Open Guiwald opened 5 years ago
This is a list of Features available in Spotify
danceability , energy , loudness , mode , speechiness , acousticness , instrumentalness, liveness, valence, tempo.
Please search for information about each one online or in Spotify.
Description of each features on the link bellow (scroll down to Audio Features Object) https://developer.spotify.com/documentation/web-api/reference/tracks/get-audio-features/
What about using also the duration as a feature?
Here are the features I'm getting from #10:
danceability | energy | key | loudness | mode | speechiness | acousticness | instrumentalness | liveness | valence | tempo | duration_ms
I personally would not add in duration, does it interfere with the mood? But this guy is using - https://www.kaggle.com/abecc1995/eda-dec-tree-rand-forest-classifiers -
I personally would not add in duration, does it interfere with the mood? But this guy is using - https://www.kaggle.com/abecc1995/eda-dec-tree-rand-forest-classifiers -
I would say, that is subjective, like the other variables. We need to keep in mind that this is not each individual variable alone that classify a song, but the mix of them. So we should not think like "Does this unique feature alone makes the song happy or sad", but "does tempo fast, with low speechiness, and a long duration, etc., makes the song sad or happy?".

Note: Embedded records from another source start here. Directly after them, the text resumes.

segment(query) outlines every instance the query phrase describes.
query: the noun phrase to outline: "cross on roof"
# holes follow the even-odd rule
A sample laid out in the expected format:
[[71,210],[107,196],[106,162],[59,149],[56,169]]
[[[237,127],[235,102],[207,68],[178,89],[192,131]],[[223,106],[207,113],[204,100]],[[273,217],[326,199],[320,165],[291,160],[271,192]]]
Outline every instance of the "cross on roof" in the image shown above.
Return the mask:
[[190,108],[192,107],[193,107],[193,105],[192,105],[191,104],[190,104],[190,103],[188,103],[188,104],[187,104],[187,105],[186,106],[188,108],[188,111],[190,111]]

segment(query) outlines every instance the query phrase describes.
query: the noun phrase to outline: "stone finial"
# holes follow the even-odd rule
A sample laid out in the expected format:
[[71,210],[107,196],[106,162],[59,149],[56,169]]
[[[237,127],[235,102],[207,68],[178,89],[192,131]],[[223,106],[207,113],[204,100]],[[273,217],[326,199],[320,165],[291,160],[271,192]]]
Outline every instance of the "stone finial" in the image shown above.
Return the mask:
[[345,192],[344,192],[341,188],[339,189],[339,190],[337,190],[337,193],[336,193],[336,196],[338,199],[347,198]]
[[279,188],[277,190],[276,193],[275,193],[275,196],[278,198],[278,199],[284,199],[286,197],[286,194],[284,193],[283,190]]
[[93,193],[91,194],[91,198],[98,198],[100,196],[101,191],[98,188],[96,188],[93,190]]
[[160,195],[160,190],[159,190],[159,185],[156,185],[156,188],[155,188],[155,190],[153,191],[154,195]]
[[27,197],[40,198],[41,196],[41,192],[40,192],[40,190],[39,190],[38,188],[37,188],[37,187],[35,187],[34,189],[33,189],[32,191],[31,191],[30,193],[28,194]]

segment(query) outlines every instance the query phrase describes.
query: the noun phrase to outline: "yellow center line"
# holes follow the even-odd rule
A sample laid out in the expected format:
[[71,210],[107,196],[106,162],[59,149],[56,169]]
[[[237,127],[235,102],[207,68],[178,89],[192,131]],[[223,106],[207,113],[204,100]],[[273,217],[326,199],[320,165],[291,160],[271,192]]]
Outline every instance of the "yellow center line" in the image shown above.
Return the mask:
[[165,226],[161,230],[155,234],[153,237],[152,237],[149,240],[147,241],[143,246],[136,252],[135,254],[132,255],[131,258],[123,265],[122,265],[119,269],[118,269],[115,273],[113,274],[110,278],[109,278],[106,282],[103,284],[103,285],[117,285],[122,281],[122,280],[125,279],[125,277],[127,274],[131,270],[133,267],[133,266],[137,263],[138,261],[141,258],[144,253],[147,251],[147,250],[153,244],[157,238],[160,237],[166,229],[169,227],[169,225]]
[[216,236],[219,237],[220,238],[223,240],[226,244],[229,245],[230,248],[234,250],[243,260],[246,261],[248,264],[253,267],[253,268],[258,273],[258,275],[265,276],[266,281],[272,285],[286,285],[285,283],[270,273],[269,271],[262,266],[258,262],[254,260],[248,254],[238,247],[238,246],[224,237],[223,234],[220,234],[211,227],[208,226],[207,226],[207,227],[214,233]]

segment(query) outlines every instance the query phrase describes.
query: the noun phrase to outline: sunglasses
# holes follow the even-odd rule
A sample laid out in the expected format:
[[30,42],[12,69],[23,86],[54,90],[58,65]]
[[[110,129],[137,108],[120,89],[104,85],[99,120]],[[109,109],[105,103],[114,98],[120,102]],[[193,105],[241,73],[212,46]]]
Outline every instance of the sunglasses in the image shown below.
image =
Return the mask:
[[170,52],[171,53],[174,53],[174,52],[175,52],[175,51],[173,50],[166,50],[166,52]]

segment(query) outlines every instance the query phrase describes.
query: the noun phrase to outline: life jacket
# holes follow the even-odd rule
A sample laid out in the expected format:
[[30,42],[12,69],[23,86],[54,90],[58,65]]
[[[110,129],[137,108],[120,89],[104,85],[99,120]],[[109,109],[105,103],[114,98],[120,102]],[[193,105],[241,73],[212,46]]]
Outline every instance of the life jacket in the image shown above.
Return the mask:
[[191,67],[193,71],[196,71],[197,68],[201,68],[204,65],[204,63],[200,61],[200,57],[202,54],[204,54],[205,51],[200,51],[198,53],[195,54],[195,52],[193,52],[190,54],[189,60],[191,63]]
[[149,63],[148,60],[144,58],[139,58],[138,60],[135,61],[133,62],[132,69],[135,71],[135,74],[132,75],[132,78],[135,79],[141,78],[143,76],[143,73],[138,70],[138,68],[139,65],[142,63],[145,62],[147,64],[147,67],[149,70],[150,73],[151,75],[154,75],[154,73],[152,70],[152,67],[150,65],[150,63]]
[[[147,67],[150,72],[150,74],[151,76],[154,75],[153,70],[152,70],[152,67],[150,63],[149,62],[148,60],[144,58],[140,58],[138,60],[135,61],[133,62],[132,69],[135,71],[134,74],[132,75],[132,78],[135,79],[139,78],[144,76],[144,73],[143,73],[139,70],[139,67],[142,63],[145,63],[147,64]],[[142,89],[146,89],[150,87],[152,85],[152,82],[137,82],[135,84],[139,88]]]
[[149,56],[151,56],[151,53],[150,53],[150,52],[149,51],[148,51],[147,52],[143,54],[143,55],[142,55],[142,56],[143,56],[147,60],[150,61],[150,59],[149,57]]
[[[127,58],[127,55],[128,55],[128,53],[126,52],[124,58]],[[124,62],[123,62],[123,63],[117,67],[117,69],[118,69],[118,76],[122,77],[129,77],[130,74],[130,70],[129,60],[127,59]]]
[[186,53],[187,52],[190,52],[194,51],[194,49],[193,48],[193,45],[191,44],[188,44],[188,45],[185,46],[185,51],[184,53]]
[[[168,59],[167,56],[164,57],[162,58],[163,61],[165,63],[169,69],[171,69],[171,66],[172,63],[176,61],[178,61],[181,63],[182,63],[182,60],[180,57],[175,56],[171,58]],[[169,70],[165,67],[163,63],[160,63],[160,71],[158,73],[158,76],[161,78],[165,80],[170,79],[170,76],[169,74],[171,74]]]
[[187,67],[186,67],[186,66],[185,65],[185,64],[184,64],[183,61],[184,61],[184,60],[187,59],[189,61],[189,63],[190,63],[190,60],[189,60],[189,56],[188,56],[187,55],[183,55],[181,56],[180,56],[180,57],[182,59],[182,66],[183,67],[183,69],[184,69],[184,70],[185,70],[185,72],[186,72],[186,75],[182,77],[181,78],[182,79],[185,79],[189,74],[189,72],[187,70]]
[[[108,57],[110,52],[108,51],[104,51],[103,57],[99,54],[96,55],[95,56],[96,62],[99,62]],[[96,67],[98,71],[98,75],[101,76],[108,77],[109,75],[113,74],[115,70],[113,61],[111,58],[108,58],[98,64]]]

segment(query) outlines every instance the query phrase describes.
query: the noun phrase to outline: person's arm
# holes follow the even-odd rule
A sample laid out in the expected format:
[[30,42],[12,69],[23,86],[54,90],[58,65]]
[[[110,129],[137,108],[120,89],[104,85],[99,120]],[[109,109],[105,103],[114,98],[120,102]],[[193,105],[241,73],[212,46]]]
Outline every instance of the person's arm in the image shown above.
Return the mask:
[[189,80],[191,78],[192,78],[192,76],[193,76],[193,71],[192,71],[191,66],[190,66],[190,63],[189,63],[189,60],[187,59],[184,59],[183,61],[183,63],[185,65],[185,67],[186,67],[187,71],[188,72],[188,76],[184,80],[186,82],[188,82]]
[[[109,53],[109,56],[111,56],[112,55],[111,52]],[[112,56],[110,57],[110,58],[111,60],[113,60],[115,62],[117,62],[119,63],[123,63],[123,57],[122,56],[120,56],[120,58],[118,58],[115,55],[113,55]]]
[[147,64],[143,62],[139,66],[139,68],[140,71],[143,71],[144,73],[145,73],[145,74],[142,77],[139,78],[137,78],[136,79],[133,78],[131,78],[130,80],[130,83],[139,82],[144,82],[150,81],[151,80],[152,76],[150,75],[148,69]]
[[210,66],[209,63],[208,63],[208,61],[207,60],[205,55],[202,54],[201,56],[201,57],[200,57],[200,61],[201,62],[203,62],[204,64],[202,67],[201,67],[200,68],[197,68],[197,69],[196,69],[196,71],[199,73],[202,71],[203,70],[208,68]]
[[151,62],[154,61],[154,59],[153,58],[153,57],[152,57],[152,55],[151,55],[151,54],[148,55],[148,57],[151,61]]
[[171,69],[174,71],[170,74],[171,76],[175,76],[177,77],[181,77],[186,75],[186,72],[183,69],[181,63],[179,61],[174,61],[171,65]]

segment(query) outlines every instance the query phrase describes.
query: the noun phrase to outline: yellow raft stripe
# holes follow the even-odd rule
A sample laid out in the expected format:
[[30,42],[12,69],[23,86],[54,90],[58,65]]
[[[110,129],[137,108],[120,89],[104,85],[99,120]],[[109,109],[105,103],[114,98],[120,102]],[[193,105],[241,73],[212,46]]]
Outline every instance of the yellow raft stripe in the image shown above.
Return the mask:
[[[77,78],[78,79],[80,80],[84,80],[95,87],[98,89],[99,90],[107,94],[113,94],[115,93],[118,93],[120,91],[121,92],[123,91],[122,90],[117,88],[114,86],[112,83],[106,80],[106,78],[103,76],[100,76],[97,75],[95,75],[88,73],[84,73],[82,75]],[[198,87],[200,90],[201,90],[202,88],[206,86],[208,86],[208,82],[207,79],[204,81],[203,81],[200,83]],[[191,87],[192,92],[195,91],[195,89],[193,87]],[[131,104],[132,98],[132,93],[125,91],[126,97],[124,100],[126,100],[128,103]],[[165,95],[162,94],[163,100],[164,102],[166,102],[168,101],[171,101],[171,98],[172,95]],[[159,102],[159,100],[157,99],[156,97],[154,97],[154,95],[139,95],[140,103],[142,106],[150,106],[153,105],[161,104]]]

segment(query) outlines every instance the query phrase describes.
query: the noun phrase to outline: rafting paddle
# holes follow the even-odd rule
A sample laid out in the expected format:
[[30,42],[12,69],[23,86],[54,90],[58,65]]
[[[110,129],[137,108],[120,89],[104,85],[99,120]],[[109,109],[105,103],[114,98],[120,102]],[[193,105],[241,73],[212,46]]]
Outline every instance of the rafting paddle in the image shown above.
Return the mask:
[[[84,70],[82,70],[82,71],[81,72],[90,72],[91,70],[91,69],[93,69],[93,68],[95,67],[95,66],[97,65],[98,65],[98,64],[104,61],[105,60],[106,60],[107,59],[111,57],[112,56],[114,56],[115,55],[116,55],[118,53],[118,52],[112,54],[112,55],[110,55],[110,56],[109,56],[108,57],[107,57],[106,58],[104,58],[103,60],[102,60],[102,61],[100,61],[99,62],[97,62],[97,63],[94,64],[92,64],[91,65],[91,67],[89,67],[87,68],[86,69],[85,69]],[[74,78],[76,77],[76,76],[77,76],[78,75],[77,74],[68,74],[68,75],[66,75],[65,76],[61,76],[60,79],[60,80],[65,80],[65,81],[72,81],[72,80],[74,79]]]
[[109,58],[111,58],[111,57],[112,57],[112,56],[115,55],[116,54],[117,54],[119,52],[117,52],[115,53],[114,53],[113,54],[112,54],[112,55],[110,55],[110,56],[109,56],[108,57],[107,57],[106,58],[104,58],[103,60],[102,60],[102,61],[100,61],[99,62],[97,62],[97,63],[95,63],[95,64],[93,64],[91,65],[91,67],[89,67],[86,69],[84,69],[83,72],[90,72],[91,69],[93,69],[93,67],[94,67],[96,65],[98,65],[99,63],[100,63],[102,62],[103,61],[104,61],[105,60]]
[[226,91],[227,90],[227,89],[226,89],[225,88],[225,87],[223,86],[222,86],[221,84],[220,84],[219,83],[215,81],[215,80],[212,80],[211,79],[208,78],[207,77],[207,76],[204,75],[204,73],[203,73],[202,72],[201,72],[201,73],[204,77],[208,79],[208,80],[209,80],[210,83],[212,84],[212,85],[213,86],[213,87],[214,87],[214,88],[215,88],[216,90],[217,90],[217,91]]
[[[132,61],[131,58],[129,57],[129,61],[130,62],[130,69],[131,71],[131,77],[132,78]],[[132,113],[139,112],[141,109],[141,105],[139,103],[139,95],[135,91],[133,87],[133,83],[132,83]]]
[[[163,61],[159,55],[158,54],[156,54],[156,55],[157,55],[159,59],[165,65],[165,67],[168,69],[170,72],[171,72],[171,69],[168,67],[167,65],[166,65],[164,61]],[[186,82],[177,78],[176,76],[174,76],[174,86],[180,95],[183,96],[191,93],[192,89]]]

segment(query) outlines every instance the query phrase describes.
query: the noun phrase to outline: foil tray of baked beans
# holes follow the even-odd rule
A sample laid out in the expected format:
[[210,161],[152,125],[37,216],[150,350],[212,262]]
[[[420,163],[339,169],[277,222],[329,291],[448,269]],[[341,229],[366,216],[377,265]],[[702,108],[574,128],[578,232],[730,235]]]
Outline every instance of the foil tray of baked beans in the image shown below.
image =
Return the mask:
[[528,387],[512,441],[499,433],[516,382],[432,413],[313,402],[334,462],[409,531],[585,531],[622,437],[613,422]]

This is the reason why the variables need to be cleaned based on their correlation. If 2 variable are completely correlated, no information is added to help to classify by having one, or two: they "evolve" exactly in the same way depending on the mood. What is interesting is when the variables are independent, because that means they would move differently independently, but gives new "insight" when taken together, when we add their dimensions
Package "caret" function findCorrelation() Example of application: https://stackoverflow.com/a/30911235/9808742
Man of caret, specifically about findCorrelation function: http://topepo.github.io/caret/pre-processing.html#identifying-correlated-predictors
We need to decide what song features to keep to work with (for example energy, liveness, etc.).